Home E-Weekly April 4, 2017

Are Surgeons Contributing to the Opioid Crisis?

Published: April 3, 2017

NO EXCESS Taking steps to prescribe controlled substances electronically may help to stem the flow of excess opioids.

Surgeons who over-prescribe opioids to help patients manage their post-operative pain may be unwittingly "fueling addiction and death by overdose," says Atul A. Gawande, MD, MPH, the notable surgeon and bestselling author. He says surgeons have a responsibility to combat the opioid crisis and should take advantage of electronic prescribing to limit use of the powerful painkillers.

In 2015, U.S. deaths from drug overdose exceeded 50,000 — 30,000 of which involved opioids, Dr. Gawande writes in The Annals of Surgery. In fact, opioid overdose has surpassed motor-vehicle accidents in terms of U.S. lives claimed each year. Dr. Gawande, a surgeon at Brigham and Women's Hospital and professor at the Harvard T.H. Chan School of Public Health and Harvard Medical School, says surgeons bear some the responsibility.

He cites sobering data linking surgeons with the oversupply of opioids feeding the current epidemic: As much as 10% of opioid-naive patients who receive opioid prescriptions for low-risk surgery continue to take the drugs up to a year later; 72% of narcotics prescribed for 5 common outpatient procedures go unused, opening the door for diversion; and the rates of post-operative opioid over-dosage among patients undergoing inpatient surgery doubled over the last decade.

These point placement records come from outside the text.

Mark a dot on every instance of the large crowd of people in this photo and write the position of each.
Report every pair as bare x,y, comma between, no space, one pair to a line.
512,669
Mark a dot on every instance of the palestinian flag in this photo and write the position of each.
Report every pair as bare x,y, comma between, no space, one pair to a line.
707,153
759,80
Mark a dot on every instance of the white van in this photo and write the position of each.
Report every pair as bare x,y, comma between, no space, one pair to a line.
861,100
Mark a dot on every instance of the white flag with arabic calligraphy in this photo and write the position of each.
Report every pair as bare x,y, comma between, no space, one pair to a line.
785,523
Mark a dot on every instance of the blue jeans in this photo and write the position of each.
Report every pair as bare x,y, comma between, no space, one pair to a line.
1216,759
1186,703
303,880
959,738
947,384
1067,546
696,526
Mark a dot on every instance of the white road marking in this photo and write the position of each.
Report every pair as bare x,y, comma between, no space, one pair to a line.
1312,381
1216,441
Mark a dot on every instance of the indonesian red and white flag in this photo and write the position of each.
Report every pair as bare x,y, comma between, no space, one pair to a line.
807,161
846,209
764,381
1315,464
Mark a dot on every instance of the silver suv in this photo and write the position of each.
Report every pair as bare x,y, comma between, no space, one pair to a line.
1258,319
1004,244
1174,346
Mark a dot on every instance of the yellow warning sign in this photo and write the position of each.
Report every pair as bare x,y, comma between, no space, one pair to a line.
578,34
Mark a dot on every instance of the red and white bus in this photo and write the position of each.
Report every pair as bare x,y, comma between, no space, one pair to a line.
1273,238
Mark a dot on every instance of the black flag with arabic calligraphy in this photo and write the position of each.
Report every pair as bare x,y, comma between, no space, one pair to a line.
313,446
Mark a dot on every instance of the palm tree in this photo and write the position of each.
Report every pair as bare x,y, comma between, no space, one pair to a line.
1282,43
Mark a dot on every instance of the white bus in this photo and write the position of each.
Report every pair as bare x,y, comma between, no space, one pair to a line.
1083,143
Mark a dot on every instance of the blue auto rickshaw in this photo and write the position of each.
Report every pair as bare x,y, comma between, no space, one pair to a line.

As a result, Dr. Gawande says surgeons have a duty "to help stem the tide" of drug overdose deaths. His primary suggestion: Adopt the electronic prescribing of controlled substances, which the U.S. Drug Enforcement Agency has been permitting since 2010. Electronic prescribing would make it easier for surgeons to write smaller prescriptions that meet the pain management needs of as much as 80% of patients, because surgeons would have the confidence to know they could quickly and remotely order additional supplies as needed. It would also prevent duplicate and forged prescriptions, reduce dosing errors and cross-reference prescriptions in drug-monitoring databases.

Aside from embracing electronic prescribing, Dr. Gawande advises surgeons to adopt the following pain management protocols:

  • Counsel patients to expect adequate, but not complete pain control;
  • use non-opioid alternatives for patients undergoing procedures expected to cause mild pain;
  • check state prescription monitoring program databases to confirm that patients are not receiving opioids through other clinicians;
  • provide clear disposal instructions for unused opioids; and
  • prescribe the "minimum quantity necessary" to manage post-op pain.

Dr. Gawande says surgeons must take action now to stem the oversupply of opioids. He urges support for wider efforts to improve prescribing methods and encourages data collection to determine which practices are most effective in managing post-op pain with limited use of opioids.